By rights, this should be in one of those mini-review roundups I've been doing. This movie isn't all that new (its US release was on January 1, and it technically premiered last September). And I was going to just toss it into one of those. I even started typing up some thoughts. The thing is... it's just that...
This movie fucking rules, and I couldn't bring myself to relegate it to a few paragraphs.
More than that, this doesn't just rule in a conventional way. This isn't a situation where someone took a typical premise, produced a typical genre movie, and just managed to get everything right. This thing is weird as hell, its existence feels bizarrely anachronistic, and it delivers an experience that's as unique as it is, once again, fucking awesome.
If that's enough for you, please stop reading, open Hulu, and watch this batshit crazy horror/action/adventure hybrid for yourself. Just take it in. Maybe you'll love it like I do; maybe you'll be more bothered by the obvious seams where the movie's budget falls short. Either way, I promise, it's not what you're expecting.
For those of you still here, as always, I'll try and avoid plot points or twists, but I want to stress this thing isn't really powered by those. Its strength comes from visceral emotion and artistic audacity, and it's hard to talk about a movie like that without spoiling a bit of that experience. So, again, I'm inviting you - begging you even - to go watch Shadow in the Cloud without reading another word.
All right then. Since you're still here, let's talk about realism, or more accurately the absence thereof. This movie is untethered to reality in a way few modern movies are. What's almost more intriguing, however, is how it reveals that. Most movies that embrace truly impossible elements (I'm not just talking monsters - I mean physics and reason) do so upfront. They open with an acknowledgement of the absurd to get you onboard. They ask you to suspend your disbelief from the start, so you're not surprised when reality unravels.
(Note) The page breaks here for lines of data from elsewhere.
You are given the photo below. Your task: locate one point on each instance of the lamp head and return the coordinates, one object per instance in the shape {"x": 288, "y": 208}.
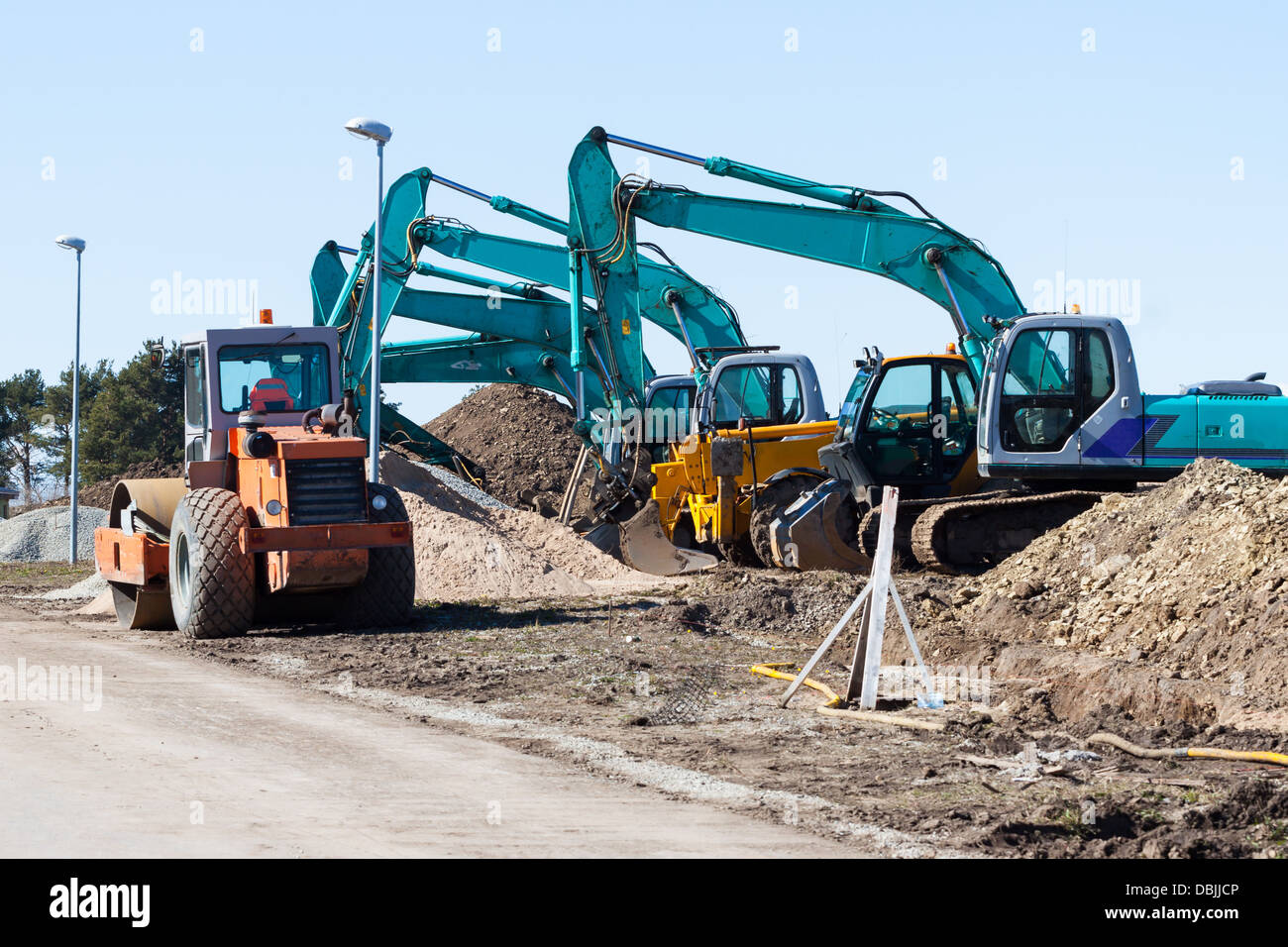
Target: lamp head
{"x": 369, "y": 128}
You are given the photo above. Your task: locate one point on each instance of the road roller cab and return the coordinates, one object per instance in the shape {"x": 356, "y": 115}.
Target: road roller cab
{"x": 274, "y": 512}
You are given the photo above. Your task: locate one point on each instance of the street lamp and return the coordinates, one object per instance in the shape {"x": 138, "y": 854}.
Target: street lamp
{"x": 378, "y": 133}
{"x": 76, "y": 244}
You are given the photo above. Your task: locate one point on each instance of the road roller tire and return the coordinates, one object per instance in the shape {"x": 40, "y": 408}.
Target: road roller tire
{"x": 211, "y": 579}
{"x": 386, "y": 595}
{"x": 140, "y": 607}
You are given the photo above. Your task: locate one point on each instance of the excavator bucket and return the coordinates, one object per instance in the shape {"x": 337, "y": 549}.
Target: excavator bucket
{"x": 645, "y": 547}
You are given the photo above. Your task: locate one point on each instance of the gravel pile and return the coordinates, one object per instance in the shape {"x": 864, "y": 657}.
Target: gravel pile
{"x": 44, "y": 535}
{"x": 458, "y": 484}
{"x": 84, "y": 590}
{"x": 471, "y": 551}
{"x": 522, "y": 437}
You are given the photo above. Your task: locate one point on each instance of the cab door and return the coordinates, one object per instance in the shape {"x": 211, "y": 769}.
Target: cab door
{"x": 196, "y": 420}
{"x": 896, "y": 437}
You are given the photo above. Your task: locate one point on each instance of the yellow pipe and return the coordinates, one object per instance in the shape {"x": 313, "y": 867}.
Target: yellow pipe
{"x": 833, "y": 698}
{"x": 1279, "y": 759}
{"x": 768, "y": 671}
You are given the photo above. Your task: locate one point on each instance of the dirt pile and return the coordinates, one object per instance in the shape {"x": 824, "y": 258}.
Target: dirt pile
{"x": 465, "y": 551}
{"x": 1186, "y": 578}
{"x": 99, "y": 493}
{"x": 522, "y": 437}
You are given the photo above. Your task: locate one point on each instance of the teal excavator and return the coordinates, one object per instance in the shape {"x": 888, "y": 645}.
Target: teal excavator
{"x": 1047, "y": 405}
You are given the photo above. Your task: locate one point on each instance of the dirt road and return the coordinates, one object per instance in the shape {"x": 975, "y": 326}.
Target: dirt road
{"x": 191, "y": 758}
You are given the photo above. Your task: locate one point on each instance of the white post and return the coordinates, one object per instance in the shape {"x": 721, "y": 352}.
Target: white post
{"x": 870, "y": 663}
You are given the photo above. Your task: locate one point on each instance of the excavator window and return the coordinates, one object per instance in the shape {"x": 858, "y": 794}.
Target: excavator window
{"x": 273, "y": 377}
{"x": 898, "y": 442}
{"x": 1055, "y": 379}
{"x": 760, "y": 393}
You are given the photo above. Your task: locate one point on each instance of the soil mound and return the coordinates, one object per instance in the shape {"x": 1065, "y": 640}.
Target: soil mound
{"x": 1188, "y": 578}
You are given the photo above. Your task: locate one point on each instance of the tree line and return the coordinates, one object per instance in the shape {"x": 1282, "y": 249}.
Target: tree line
{"x": 127, "y": 416}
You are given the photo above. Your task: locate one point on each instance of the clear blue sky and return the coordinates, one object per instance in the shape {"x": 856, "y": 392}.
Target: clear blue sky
{"x": 1115, "y": 163}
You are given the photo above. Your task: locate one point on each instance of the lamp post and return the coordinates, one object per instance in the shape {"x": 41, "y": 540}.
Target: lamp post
{"x": 380, "y": 134}
{"x": 76, "y": 244}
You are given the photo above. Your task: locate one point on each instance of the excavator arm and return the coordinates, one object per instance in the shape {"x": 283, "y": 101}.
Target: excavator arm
{"x": 861, "y": 232}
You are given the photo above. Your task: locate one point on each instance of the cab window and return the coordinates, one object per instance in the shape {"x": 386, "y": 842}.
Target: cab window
{"x": 273, "y": 377}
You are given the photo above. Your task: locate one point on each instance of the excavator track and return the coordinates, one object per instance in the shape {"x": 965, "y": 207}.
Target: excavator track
{"x": 957, "y": 535}
{"x": 907, "y": 514}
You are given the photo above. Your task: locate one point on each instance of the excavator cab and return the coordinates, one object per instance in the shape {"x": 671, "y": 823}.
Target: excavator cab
{"x": 274, "y": 514}
{"x": 910, "y": 423}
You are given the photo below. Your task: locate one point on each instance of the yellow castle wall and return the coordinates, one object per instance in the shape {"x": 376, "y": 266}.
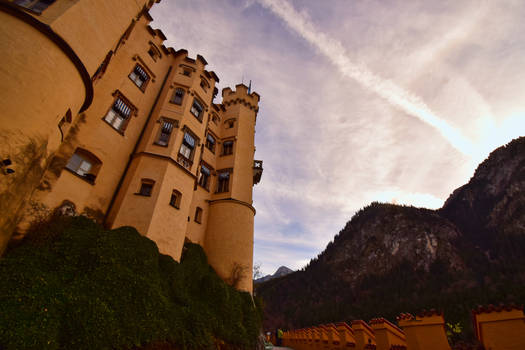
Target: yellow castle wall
{"x": 229, "y": 241}
{"x": 39, "y": 84}
{"x": 101, "y": 139}
{"x": 43, "y": 87}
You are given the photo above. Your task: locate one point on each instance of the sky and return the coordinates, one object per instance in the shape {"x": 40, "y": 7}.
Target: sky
{"x": 368, "y": 100}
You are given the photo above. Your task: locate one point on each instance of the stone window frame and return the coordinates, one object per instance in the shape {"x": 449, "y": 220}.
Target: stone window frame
{"x": 84, "y": 157}
{"x": 175, "y": 199}
{"x": 133, "y": 112}
{"x": 146, "y": 187}
{"x": 198, "y": 215}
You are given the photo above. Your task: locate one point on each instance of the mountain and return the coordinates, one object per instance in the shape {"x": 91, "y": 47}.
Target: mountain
{"x": 390, "y": 259}
{"x": 281, "y": 271}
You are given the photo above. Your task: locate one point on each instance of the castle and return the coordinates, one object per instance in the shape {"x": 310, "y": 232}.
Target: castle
{"x": 98, "y": 115}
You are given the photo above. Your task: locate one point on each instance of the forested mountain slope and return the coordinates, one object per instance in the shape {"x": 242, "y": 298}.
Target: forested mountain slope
{"x": 390, "y": 259}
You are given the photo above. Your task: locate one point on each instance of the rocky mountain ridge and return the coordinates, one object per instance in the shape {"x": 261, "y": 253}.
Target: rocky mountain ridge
{"x": 390, "y": 259}
{"x": 281, "y": 271}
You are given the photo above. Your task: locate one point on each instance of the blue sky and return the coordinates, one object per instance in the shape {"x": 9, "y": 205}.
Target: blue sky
{"x": 361, "y": 101}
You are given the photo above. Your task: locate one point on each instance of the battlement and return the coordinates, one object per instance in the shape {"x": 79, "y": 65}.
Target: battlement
{"x": 381, "y": 323}
{"x": 500, "y": 327}
{"x": 240, "y": 95}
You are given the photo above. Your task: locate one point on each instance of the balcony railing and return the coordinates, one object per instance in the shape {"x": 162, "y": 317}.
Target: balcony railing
{"x": 185, "y": 162}
{"x": 257, "y": 171}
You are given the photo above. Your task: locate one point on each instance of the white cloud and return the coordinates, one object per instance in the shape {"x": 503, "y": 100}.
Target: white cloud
{"x": 331, "y": 147}
{"x": 397, "y": 96}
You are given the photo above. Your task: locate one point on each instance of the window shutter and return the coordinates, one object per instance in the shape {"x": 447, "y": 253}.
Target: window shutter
{"x": 140, "y": 72}
{"x": 205, "y": 170}
{"x": 121, "y": 108}
{"x": 189, "y": 140}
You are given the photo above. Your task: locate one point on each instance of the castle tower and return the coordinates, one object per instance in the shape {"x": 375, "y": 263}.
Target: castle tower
{"x": 229, "y": 235}
{"x": 161, "y": 195}
{"x": 50, "y": 52}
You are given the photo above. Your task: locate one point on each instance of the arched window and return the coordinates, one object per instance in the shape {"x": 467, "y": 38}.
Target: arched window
{"x": 177, "y": 97}
{"x": 146, "y": 187}
{"x": 154, "y": 52}
{"x": 175, "y": 199}
{"x": 223, "y": 182}
{"x": 197, "y": 109}
{"x": 198, "y": 215}
{"x": 227, "y": 147}
{"x": 84, "y": 164}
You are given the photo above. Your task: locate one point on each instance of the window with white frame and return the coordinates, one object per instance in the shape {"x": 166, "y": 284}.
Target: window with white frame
{"x": 84, "y": 164}
{"x": 223, "y": 181}
{"x": 119, "y": 114}
{"x": 197, "y": 109}
{"x": 139, "y": 77}
{"x": 166, "y": 129}
{"x": 177, "y": 97}
{"x": 205, "y": 177}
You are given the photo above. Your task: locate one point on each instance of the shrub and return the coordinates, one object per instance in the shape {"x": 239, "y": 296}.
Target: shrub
{"x": 87, "y": 288}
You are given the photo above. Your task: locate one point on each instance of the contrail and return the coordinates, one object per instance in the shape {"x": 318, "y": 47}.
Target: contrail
{"x": 336, "y": 53}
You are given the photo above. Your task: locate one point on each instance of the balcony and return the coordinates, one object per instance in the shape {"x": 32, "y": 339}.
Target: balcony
{"x": 185, "y": 162}
{"x": 257, "y": 171}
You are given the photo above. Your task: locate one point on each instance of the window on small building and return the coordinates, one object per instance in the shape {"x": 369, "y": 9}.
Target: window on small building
{"x": 166, "y": 128}
{"x": 197, "y": 109}
{"x": 198, "y": 215}
{"x": 84, "y": 164}
{"x": 175, "y": 199}
{"x": 34, "y": 5}
{"x": 223, "y": 182}
{"x": 177, "y": 97}
{"x": 146, "y": 187}
{"x": 139, "y": 77}
{"x": 119, "y": 114}
{"x": 204, "y": 177}
{"x": 227, "y": 148}
{"x": 210, "y": 143}
{"x": 187, "y": 150}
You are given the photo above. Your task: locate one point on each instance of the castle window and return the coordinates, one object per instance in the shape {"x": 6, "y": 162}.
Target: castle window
{"x": 177, "y": 97}
{"x": 175, "y": 199}
{"x": 197, "y": 109}
{"x": 154, "y": 52}
{"x": 119, "y": 114}
{"x": 210, "y": 143}
{"x": 223, "y": 183}
{"x": 229, "y": 123}
{"x": 146, "y": 187}
{"x": 166, "y": 128}
{"x": 204, "y": 177}
{"x": 139, "y": 77}
{"x": 84, "y": 164}
{"x": 34, "y": 5}
{"x": 204, "y": 85}
{"x": 198, "y": 215}
{"x": 187, "y": 150}
{"x": 227, "y": 148}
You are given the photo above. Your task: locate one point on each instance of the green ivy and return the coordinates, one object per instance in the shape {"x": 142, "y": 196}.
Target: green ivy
{"x": 84, "y": 287}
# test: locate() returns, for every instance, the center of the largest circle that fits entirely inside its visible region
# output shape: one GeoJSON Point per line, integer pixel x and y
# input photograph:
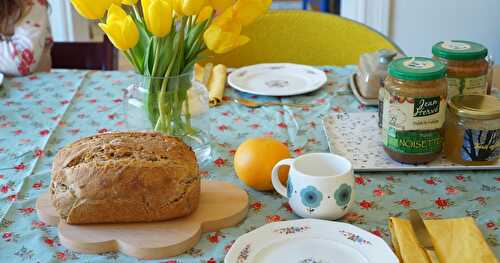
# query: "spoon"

Think Tarantino movies or Speed Racer: these movies maintain a consistent tone to ensure they're not too jarring.
This does something a bit more subtle. With the exception of a monstrous creature, the first half of the movie is largely realistic. It uses this time to bring us into the point-of-view and psychology of its protagonist, played by Chloƫ Grace Moretz. It creates a claustrophobic environment for her and puts pressure on her from all sides. You see that pressure affect her. Scare her. Threaten her. You almost expect it to break her, only...
If she was going to break, she'd have broken a long time ago. The movie doesn't say this outright, but it shows us. It sells us on how tough she is, which matters, because we need to buy into that to accept what comes next.
We've seen heroines in horror movies pivot before - that's not new. I'm not sure I've seen it done this effectively. Everything in the movie builds to a moment when we watch Moretz lose her patience rather than her mind, and just as the first half was expressed by showing her being quite literally bottled up, the second half... well... you couldn't convey her mental state in anything resembling reality, anyway.
The movie's big set piece is, in a word, audacious. It would have been audacious in a movie with ten times the budget this had. Attempting it at all was absurd, and by rights it shouldn't work. We're talking trying to do a big-budget sequence without the budget, so they're left trying to sell an already ridiculous sequence with obvious green screens, silly-looking explosions, and not even a big enough fan to sell the wind in her hair.
And they knock it out of the goddamn park.
None of it looks real or believable. But because of the way the movie's structured, it doesn't have to. Because we're in the head of the protagonist, we only need to believe in her motives and determination. We don't need to believe any of this is real; we need to experience the story on its own terms.
They used to make genre movies this way. They used to sell fantastic ideas with actors and stories rather than trying for flawless effects. I'm not saying that philosophy was always better, but it's refreshing to see it used again, and even more refreshing to see it used that well.
It's also refreshing to hear it. This thing also tosses out the assumption movie music should disappear into the background. Shadow in the Cloud features a delightfully retro soundtrack that makes its presence known, and I love it.
I love a lot of things about this movie. I love that the monster is maybe the third most pressing concern as far as the main character is concerned. I love that the ending goes in a direction I don't think I've ever seen before, and it's glorious. I love that the theme is as unsubtle and unapologetic as the physics. Chloƫ Grace Moretz nails absolutely every scene she's in, which it turns out is literally every scene in the movie, so that's another point in the movie's favor.
This was directed by Roseanne Liang, who I'm guessing you've never heard of before, either. Well... now I've heard of her, and I want more. Someone airdrop her a pallet of money to make a Marvel flick or two dozen indie productions or something. Anything. Whatever she wants.
It's hard to compare this movie to anything, but if pressed I'd point to Attack the Block or Mandy. It's genre that ignores the rules and actually offers some genuine surprises.